Details

Vgl. Richter 80.
Provenienz:
Sammlung Heinrich Joachim Herterich, Hamburg;
Sammlung Otto Speckter, Hamburg; seither in Familienbesitz.

Beschreibung

„Wir haben nie eines zu Gesicht bekommen, aber der Beschreibung nach müssen wir sie zu dem Besten rechnen, und vielleicht sind sie die einzigen Stücke, wo ein höherer Sinn in dieser zierlichen Schnitzerei wirklich ausgedruckt worden; über den Geschmack, das Sinnreiche, die Fülle und die Lieblichkeit dieses Märchenmalers kann nur Eine Stimme sein“ schrieb der Berliner Schriftsteller und Diplomat Karl August Varnhagen von Ense in seinem 1814 erschienenen Aufsatz „Vom Ausschneiden“ über Runges Scherenschnitte (zit. nach: Hersg. Konrad Feilchenfeldt und Ursula Wiedenmann, „Karl August Varnhagen von Ense, Biographien, Aufsätze, Skizzen, Fragmente“, Frankfurt/Main, 1990, S. 387). Schon zu Lebzeiten des Künstlers hochgeschätzt, verkörpern diese Werke Runges heute in besonderer Weise den Geist und das Lebensgefühl der Romantik; Jörg Traeger bezeichnet sie als „Keimzelle der deutschen romantischen Kunst“ (In: Cornelia Richter, „Philipp Otto Runge: Ich weiß eine schöne Blume“, München, 1981, S. 7).
Schon früh übte sich der Künstler in dieser zu seiner Zeit weit verbreiteten Kunst. In seinen Weißschnitten verzichtet er auf die sonst übliche ziselierte Binnengestaltung, sondern setzt ganz auf das Gleichgewicht der Flächen, die auch Projektionsfläche für die ausgestaltende Phantasie sind.
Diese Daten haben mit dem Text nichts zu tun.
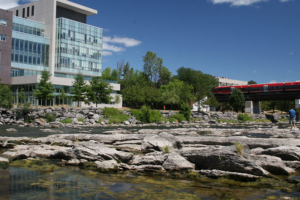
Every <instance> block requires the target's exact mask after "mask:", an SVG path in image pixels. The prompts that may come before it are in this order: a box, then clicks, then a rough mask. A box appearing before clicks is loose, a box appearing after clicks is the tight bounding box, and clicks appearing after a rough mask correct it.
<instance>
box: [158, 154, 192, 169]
mask: <svg viewBox="0 0 300 200" xmlns="http://www.w3.org/2000/svg"><path fill="white" fill-rule="evenodd" d="M162 167H163V168H164V169H166V170H194V169H195V165H194V164H192V163H190V162H189V161H187V160H186V159H185V158H183V157H182V156H180V155H179V154H178V153H175V152H172V153H170V154H169V155H168V158H167V160H166V161H165V162H164V164H163V165H162Z"/></svg>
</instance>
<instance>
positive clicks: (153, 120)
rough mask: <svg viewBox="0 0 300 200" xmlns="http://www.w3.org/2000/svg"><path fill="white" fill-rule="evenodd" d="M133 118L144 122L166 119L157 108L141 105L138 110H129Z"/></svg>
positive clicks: (158, 120)
mask: <svg viewBox="0 0 300 200" xmlns="http://www.w3.org/2000/svg"><path fill="white" fill-rule="evenodd" d="M130 112H131V113H132V114H133V115H134V116H135V118H136V119H137V120H139V121H141V122H144V123H154V122H162V121H167V119H166V118H165V117H163V116H162V114H161V113H160V112H159V111H157V110H151V109H150V107H147V106H143V107H142V108H141V109H140V110H130Z"/></svg>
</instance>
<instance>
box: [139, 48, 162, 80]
mask: <svg viewBox="0 0 300 200" xmlns="http://www.w3.org/2000/svg"><path fill="white" fill-rule="evenodd" d="M143 61H144V73H145V75H146V77H147V82H148V85H149V86H151V85H152V82H156V81H157V80H155V77H157V75H158V72H159V70H160V69H161V68H162V67H163V60H162V59H161V58H159V57H156V53H153V52H151V51H148V52H147V53H146V55H145V56H143Z"/></svg>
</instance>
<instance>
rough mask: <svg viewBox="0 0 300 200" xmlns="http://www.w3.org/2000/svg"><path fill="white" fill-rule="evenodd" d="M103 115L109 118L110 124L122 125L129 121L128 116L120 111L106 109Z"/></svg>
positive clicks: (103, 111) (104, 110)
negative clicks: (117, 123) (120, 123)
mask: <svg viewBox="0 0 300 200" xmlns="http://www.w3.org/2000/svg"><path fill="white" fill-rule="evenodd" d="M103 115H104V116H105V117H106V118H108V120H109V122H108V123H109V124H116V123H121V122H124V121H126V120H127V119H128V116H127V115H125V114H124V113H122V112H120V111H119V110H118V109H115V108H104V109H103ZM101 122H102V119H101ZM101 122H100V123H101Z"/></svg>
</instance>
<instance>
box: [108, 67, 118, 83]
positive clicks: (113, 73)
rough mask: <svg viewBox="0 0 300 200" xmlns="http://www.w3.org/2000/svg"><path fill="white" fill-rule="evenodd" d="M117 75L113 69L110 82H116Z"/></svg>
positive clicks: (117, 75)
mask: <svg viewBox="0 0 300 200" xmlns="http://www.w3.org/2000/svg"><path fill="white" fill-rule="evenodd" d="M118 77H119V73H118V71H117V70H116V69H113V71H112V72H111V76H110V80H112V81H118Z"/></svg>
Durch Überschneidungen – hier des mittleren Blatts mit den Stängeln – schafft er den Eindruck von Raum und Volumen, ohne die ornamentale Gesamtwirkung zu vernachlässigen. Dabei dienen seine Scherenschnitte Runge dazu, aus der Erscheinungsvielfalt der individuellen Blumen und Blätter das Charakteristische herauszudestillieren und in der Fläche zu abstrahieren. Diese Betonung des Umrisses, diese Abstraktion sind Stilmerkmale, die auch in seinem malerischen und zeichnerischen Werk eine große Rolle spielen. Gleichzeitig fängt er die Pflanze als lebendiges Wesen mit individuellen Merkmalen ein: Im Fall der Kornblume sind es die gezackten Köpfe, zwei voll, zwei noch kaum erblüht, die auf zarten Stängeln lasten, anmutig unterfangen von schlanken lanzettförmigen Blättern, die Bewegung suggerieren.
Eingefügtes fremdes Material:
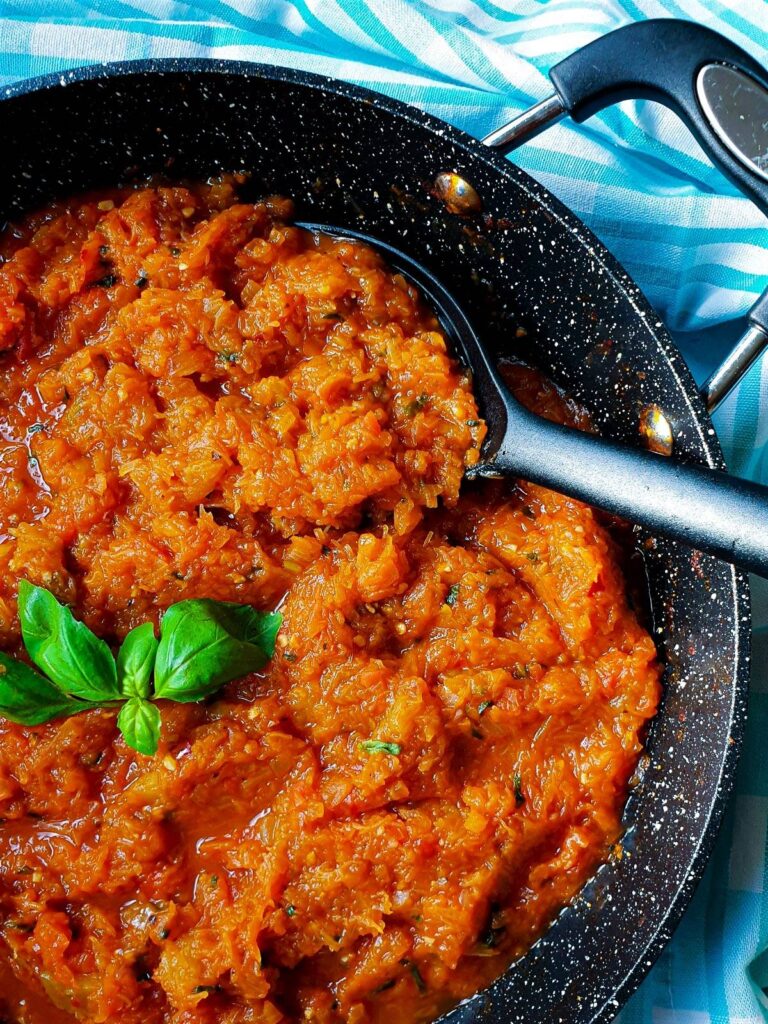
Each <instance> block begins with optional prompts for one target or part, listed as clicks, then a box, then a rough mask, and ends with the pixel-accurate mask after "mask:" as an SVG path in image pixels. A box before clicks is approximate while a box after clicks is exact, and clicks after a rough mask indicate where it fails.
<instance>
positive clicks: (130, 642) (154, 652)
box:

Nur ein kleiner Teil der Scherenschnitte Runges hat sich bis heute erhalten. Dieses und die beiden folgenden Exemplare sind die letzten drei Silhouetten aus einer Sammlung, die sich bis zum Freundeskreis des Künstlers zurückverfolgen lässt.
Wir danken Professor Konradt Feilchenfeldt für freundliche Hinweise zur Katalogisierung.